Des risques d’extinction ciblés sur les espèces fonctionnellement peu redondantes
Ainsi, les extinctions à venir pourraient générer non seulement des pertes en espèces, mais égale- ment affecter les fonctions supportées par les organismes. Les conséquences seront très différentes si les espèces à fort risque d’extinction au sein d’un groupe taxonomique sont fonctionnellement uniques ou au contraire redondantes avec d’autres espèces du groupe demeurant à faible risque d’extinction. En effet, si les fonctions sont très redondantes entre espèces à l’échelle du globe, il est peu probable que l’extinction d’une partie des espèces affecte fortement les fonctions de l’ensemble du groupe. Au contraire si certaines fonctions sont assurées par peu d’espèces, leur disparition entrainera une réduction de la gamme des fonctions assurées par l’ensemble du groupe. L’échelle géographique considérée est toutefois susceptible d’influer les résultats, les chercheurs prévoient de se pencher à l’avenir sur des échelles plus fines (continents, écorégions…).

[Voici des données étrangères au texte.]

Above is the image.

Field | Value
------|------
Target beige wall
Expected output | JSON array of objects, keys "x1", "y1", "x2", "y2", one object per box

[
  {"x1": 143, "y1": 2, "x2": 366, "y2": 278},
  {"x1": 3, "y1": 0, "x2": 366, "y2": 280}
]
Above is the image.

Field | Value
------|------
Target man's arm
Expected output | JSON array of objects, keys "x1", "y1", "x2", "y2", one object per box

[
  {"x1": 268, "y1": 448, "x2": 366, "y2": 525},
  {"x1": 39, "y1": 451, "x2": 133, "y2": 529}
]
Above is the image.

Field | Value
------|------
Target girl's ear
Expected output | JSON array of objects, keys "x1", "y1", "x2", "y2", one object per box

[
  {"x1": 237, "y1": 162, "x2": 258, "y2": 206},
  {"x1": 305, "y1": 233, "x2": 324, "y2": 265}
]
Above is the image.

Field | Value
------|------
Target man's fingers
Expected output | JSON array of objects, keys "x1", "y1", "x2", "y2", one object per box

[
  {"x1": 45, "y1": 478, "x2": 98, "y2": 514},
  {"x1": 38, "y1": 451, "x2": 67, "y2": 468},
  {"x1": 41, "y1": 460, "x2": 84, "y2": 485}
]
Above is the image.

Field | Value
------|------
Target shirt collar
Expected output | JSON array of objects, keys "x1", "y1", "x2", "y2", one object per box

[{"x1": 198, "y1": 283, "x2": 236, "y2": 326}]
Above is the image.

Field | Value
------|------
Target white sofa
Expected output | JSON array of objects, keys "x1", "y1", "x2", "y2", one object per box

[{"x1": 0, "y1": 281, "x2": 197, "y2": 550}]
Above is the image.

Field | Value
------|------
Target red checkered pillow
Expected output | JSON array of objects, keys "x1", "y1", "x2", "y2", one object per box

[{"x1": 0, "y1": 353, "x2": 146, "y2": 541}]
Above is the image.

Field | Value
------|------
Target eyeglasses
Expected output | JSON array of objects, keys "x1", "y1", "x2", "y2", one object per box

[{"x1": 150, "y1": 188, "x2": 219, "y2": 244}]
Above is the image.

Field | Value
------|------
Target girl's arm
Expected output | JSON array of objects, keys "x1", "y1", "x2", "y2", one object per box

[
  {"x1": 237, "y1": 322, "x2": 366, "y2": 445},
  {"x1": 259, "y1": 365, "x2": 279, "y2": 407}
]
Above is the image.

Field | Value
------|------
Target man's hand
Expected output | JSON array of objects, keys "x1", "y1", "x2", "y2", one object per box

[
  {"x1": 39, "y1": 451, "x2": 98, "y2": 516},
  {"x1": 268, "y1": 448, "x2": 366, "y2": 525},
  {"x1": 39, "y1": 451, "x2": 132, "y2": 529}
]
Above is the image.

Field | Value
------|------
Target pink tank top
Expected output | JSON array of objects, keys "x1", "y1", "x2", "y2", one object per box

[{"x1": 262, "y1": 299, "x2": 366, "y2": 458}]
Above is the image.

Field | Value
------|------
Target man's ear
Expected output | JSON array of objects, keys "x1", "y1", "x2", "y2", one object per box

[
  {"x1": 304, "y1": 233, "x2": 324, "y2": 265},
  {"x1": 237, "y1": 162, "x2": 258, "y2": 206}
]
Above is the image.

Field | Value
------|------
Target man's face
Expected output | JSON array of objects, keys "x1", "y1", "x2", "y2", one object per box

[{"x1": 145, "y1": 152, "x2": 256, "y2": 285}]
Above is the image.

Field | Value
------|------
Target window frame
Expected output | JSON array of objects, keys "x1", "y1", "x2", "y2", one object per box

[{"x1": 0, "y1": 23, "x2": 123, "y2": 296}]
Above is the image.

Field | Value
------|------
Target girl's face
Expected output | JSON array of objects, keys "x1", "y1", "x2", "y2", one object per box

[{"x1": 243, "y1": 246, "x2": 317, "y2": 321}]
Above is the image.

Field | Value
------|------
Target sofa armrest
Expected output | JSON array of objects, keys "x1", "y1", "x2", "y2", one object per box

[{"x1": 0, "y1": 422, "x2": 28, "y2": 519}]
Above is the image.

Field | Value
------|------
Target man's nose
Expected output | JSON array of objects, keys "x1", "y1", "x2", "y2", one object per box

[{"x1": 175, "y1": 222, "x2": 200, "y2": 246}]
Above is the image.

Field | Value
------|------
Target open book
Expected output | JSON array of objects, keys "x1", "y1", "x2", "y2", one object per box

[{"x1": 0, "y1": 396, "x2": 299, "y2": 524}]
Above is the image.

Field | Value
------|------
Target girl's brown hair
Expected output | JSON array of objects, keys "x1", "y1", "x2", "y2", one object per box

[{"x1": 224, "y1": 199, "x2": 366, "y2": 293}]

Malheureusement, si les extinctions s’avèrent conformes aux prédictions de l’Union internationale pour la conservation de la nature (UICN), ce sont surtout des espèces de grande taille, à maturité tardive et à faible fécondité qui s’éteindront au cours du prochain siècle, ce qui risque de réduire drastiquement le nombre d’espèces de ce type. Ces espèces, même si elles ne représentent qu’une part limitée des fonctions de l’ensemble des organismes (moins de 10 % de toutes les fonctions), jouent des rôles importants au sein des écosystèmes : elles dispersent les graines (grands singes, par exemple), sont fossoyeuses (vautours, condor), ou encore détritivores (esturgeons). Leur disparition pourrait donc modifier le fonctionnement des écosystèmes qui les abritent.
Il est de plus particulièrement inquiétant de voir que sous l’effet des extinctions, de nombreuses fonctions seront largement fragilisées du fait d’une réduction drastique du nombre d’espèces assurant ces fonctions. En effet 30 % des fonctions des organismes, quel que soit le groupe considéré, est assuré par seulement 1 à 5 espèces. Ainsi, même si la diversité fonctionnelle du globe ne montre pas d’effondrement immédiat, elle a de bonnes chances d’être très fragilisée à relativement court terme. Il est en effet bien connu que la redondance des fonctions est un gage de stabilité des écosystèmes. Ces modifications dues majoritairement à l’extinction de grandes espèces à durée de vie longue et à faible fécondité pourraient donc altérer le rôle que jouent ces organismes dans le fonctionnement des écosystèmes, ainsi que les indispensables services qu’ils procurent à l’humain.